L’agenzia newyorkese Degree180 sta creando Social Autopsy, un motore di ricerca dove basterà scrivere il proprio nome per ottenere tutto quello che abbiamo detto sul web,  un archivio ricercabile, una vera e propria “autopsia sociale”.Sarà pronta appena avrà raggiunto 100.000 profili di persone che esprimono costantemente espressioni d’odio online. Ma vale anche per aziende, quelle che sono cadute in fallo una volta di troppo.

La motivazione per la creazione di questo particolare motore di ricerca sta nell’aiutare i ragazzi attaccati dal cyberbullismo e quindi per prevenire l’aumento, purtroppo costante, dei suicidi a causa di attacchi sui social.

Nel video di lancio dichiarano:

“Questi individui sono i vostri insegnanti, i vostri medici, vicini di casa, i vostri capi.

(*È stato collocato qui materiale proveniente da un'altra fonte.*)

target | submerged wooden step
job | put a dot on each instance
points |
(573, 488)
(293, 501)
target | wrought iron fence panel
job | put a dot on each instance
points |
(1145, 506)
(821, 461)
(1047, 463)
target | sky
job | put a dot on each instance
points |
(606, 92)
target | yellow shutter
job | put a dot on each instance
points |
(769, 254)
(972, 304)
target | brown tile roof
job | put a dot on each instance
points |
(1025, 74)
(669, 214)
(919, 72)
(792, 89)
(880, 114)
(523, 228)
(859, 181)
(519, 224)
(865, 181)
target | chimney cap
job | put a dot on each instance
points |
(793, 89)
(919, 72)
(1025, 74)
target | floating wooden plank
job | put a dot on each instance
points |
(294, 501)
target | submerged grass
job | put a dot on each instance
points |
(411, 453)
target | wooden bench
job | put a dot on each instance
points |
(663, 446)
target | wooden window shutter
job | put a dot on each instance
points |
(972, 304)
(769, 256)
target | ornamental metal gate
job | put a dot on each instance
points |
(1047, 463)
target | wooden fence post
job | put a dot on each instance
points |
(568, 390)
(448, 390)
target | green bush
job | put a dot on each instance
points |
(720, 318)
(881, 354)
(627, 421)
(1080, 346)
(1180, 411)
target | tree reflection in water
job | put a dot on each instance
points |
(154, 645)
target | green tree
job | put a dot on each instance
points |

Per la prima volta in assoluto vi verrà data la possibilità di eseguire un vero e proprio controllo su di loro per vedere ciò che queste persone sono realmente”.

Qualsiasi persona può aiutare nel processo di creazione degli archivi, basta inviare un mail con screenshot di frasi prese online di persone che attaccano pesantemente gli altri.

Questi profili rimarranno sul web per un anno e per cercare la persona desiderata basterà inserirne nome e cognome.

“La nostra speranza è che in quel lasso di tempo, l’utente riconsidererà attentamente ciò che condivide” dichiarano da Degree180.

Riusciranno nel loro intento? Vi terremo aggiornati!